Equivalent presentation for the fundamental group of the projective plane We know that $\langle a,b;(ab)^2=1\rangle$ and $\langle z;z^2\rangle$ are presentations of the fundamental group of the projective plane. Therefore, one is obtained from the other via Tietze transformations, but what I get is a contradiction, so I am doing something wrong and I don't know what it is:
$$\langle a,b;(ab)^2=1\rangle\cong\langle a,b,c;(ab)^2=1,c=ab\rangle\cong\langle a,b,c;c^2=1,a=cb^{-1}\rangle
\\\cong\langle b,c;c^2=1\rangle\cong\mathbb{Z}*\mathbb{Z}_2$$ which is not isomorphic to $\mathbb{Z}_2$. Where is the mistake?
 A: The use of Tietze transformations to prove that $\langle a,b;(ab)^2\rangle\cong \mathbb{Z}*\mathbb{Z}_2$ is correct. There are no mistakes in that.
The mistake is to claim that $\langle a,b;(ab)^2\rangle$ is a presentation of the projective plane. In fact, the relation $\langle a,b;(ab)^2\rangle\cong \mathbb{Z}*\mathbb{Z}_2$ together with the Classification of compact 2-manifolds Theorem, shows that no compact 2-manifold has a fundamental group with $\langle a,b;(ab)^2\rangle$ as a presentation. 
As a side note, the space $X$ obtained from a square by identifying the edges according the word $abab$, is homeomorphic to the projetive plane and we can check this by cutting and pasting as is described in the comments. Therefore the fundamental group of $X$ is isomorphic to $\mathbb{Z}_2$.

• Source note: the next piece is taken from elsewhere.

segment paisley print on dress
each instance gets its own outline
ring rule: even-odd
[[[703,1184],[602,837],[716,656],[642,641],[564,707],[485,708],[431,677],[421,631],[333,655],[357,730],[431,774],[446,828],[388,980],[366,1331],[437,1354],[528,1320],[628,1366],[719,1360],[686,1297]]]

Alternatively, if we use the Seifert-van Kampen Theorem directly in the space $X$, we can choose open subspaces $U$ and $V$ of $X$ such that $X=U\cup V$, $U\cap V$ is homotopicaly equivalent to $S^1$, $U$ is contractible and $V$ is homotopically equivalent to a circunference identifying antipodal points ("the border of the square $X$"), which is isomorphic to $S^1$. Then we will obtain $\langle (ab),(ab)^2\rangle$ as a presentation of $\pi_1(X)$, which is isomorphic to $\mathbb{Z}_2$.